Akimoto: This might sound a bit fictional, but I think that we might be able to use LLM to create an experience that allows us to be reborn in another world. When trying to create some fictional world on your own, typically a person would have to create all of the detailed settings and characters, etc. However, it wouldn't be any fun if you were reborn in a world you'd configured yourself because you'd already know every inch of it, right? If you used an LLM which possessed a massive body of knowledge, then it should be able to fill in the parts that we intentionally left without creating in detail and output a world that was something unexpected. It’s like a simulation game or a tabletop RPG, popping up with our own settings. We could then dive into that world and interact with the characters created by the LLM.

Oyamada: That would be fun. To be honest, I was also thinking that something like that might be possible. Because the data that the LLM trains on can also be limited by time. Currently, our objective is to use the LLM for business purposes, so naturally it was trained on recent Internet data, but if, for example, it was trained only on documents from 2,000 years ago, you might be able to interactively converse with people from that time period. The idea of chatting with people from the past who project the values of that era might not be a dream.

― Thank you very much. Finally, please tell me about your goals as a team.

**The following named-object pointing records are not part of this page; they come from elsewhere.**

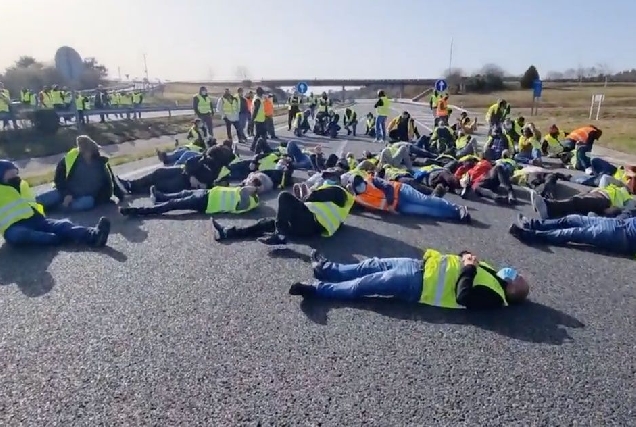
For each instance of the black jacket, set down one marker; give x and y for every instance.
(480, 297)
(105, 193)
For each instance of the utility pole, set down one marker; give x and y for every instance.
(146, 68)
(450, 57)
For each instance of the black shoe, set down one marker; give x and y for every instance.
(102, 232)
(501, 200)
(153, 194)
(273, 239)
(522, 221)
(464, 215)
(439, 191)
(127, 210)
(302, 289)
(219, 231)
(318, 261)
(516, 231)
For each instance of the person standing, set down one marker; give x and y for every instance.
(202, 106)
(382, 109)
(229, 107)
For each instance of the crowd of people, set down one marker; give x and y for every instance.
(59, 98)
(410, 175)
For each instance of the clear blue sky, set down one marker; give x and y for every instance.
(194, 39)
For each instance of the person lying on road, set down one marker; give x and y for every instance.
(485, 180)
(197, 143)
(321, 213)
(83, 179)
(615, 235)
(234, 200)
(22, 219)
(391, 196)
(442, 280)
(607, 200)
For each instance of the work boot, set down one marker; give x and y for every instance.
(273, 239)
(501, 200)
(161, 155)
(127, 210)
(318, 261)
(220, 233)
(102, 231)
(512, 199)
(439, 191)
(302, 289)
(464, 215)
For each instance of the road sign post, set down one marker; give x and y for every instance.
(441, 86)
(537, 90)
(70, 66)
(302, 88)
(596, 100)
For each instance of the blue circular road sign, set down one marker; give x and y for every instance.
(441, 85)
(302, 87)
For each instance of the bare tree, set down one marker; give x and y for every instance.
(242, 73)
(554, 75)
(492, 70)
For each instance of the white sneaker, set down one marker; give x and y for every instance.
(538, 204)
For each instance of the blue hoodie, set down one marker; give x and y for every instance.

Oyamada: Regarding the LLM which was recently announced, we are now further accelerating the reasoning speed in practical application and increasing the quality of responses including the accuracy to make it more complete. All of the team members will continue to do their best to make this a reality. Moreover, in parallel with the recently announced LLM, we are also developing other LLMs with different variations. We are further accelerating our research and development so that we can make an announcement to everyone in the near future, so please stay tuned.

  • The information posted on this page is the information at the time of publication.